I once went to a Berkshire Hathaway annual meeting. I met a guy who told me how in 1976 he bought 200 shares. “After a year the stock had doubled so I decided to take some profits off the table. I sold 100 shares and started a restaurant and ran that for the next 30 years,” he said. “Made a decent living.”

“The other 100 shares I did nothing with at all. Now it’s worth over $12 million.”

I admit it. I was jealous. I wanted to be him.

After that I got ahold of Warren Buffett’s letters. Not his Berkshire letters, which were available to the public. But his hedge fund letters, which at the time were private. Maybe they are public now. I have no idea.

I studied each one. Then I wrote a book, “Trade Like Warren Buffett” because when he was running his hedge fund in the 50s and 60s he was a much more active trader than he is now. Much more nimble.

Warren Buffett doesn’t look at P/E ratios. He’s not a value investor in the classic sense. He bets on demographic trends. The most important investing quote he’s ever said is, “If a company will be here in 20 years then it is probably a good investment now.” This is not always true. He said, “probably”.

So what companies will probably be here in 20 years? I have no clue. Nor does he. But I will bet on the companies that are returning cash to shareholders.

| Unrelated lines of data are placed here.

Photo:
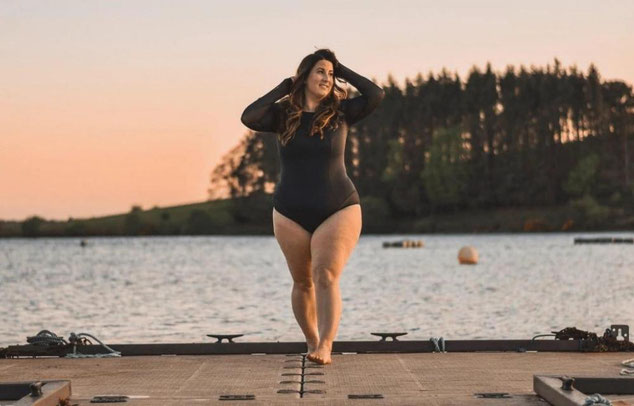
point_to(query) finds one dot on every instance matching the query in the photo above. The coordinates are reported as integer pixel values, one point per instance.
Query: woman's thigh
(334, 239)
(295, 244)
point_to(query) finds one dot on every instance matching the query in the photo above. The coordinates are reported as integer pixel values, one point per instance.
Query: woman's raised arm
(361, 106)
(264, 114)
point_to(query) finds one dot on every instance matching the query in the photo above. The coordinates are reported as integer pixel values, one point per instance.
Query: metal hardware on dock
(604, 240)
(109, 399)
(228, 337)
(572, 391)
(390, 335)
(366, 396)
(404, 244)
(493, 395)
(237, 397)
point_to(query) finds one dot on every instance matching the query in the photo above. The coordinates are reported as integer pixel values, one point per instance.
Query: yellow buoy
(468, 255)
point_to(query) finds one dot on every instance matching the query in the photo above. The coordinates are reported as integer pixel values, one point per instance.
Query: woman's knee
(325, 277)
(303, 284)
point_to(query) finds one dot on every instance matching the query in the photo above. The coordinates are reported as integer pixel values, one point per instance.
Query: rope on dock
(48, 338)
(596, 399)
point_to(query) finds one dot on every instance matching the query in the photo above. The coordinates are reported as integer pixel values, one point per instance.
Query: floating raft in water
(604, 240)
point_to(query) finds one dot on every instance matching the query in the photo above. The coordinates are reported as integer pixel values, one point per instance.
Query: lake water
(178, 289)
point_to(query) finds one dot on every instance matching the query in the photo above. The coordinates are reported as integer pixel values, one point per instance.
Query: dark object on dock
(109, 399)
(605, 240)
(386, 335)
(404, 244)
(237, 397)
(572, 391)
(493, 395)
(366, 396)
(35, 392)
(221, 337)
(568, 339)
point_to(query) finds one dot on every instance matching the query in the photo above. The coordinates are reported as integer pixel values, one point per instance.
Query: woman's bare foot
(321, 355)
(312, 345)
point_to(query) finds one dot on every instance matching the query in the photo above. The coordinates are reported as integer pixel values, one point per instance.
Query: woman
(317, 213)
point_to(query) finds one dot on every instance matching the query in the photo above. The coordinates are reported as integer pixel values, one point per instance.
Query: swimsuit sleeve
(264, 114)
(361, 106)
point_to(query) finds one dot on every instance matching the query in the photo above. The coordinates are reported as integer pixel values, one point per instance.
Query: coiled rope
(48, 338)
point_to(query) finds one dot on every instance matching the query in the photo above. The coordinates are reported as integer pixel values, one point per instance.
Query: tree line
(522, 137)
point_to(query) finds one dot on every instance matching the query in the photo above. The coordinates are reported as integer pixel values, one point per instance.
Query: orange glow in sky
(107, 104)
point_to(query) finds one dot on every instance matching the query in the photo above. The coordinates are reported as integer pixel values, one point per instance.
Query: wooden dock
(353, 379)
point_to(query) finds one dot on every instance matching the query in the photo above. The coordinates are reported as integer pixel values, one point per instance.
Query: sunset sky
(105, 104)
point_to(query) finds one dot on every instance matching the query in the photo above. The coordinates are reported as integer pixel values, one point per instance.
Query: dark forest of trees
(522, 137)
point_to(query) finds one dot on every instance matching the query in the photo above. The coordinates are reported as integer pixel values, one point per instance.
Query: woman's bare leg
(330, 246)
(295, 244)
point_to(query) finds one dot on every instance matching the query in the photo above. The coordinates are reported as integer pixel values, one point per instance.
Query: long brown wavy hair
(327, 113)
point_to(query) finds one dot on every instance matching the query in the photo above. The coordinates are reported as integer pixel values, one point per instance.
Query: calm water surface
(177, 289)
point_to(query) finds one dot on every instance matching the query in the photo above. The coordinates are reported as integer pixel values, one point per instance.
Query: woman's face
(321, 79)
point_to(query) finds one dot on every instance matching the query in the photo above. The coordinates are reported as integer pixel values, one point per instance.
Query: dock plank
(402, 378)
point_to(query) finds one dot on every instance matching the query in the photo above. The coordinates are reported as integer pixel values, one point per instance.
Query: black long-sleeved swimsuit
(313, 181)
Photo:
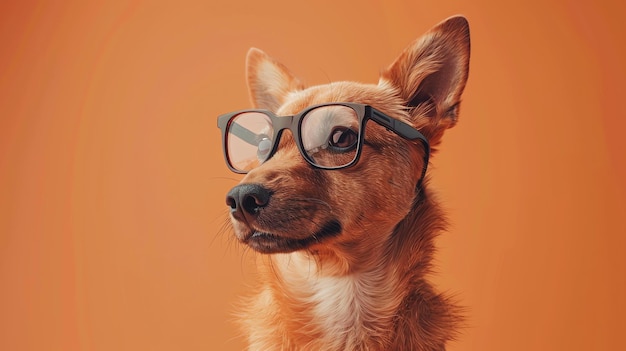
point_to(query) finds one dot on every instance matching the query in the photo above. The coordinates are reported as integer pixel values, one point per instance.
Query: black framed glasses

As TalkMarkets contributor and Shark Tank star, Mark Cuban told me the other day, “a company is only worth the money you get back from it.”

(he still lives in this house. I had a cab driver drive me passed it).

So let’s look at the companies Warren Buffett (or his team) added to this quarter, and highlight the ones that are returning money to cash holders. The ones paying dividends.

USB (US. Bancorp) – paying 2.2%. US Bancorp didn’t raise its dividend in 2009 but it raised its dividend for the 37 straight years before that and has raised its dividend since.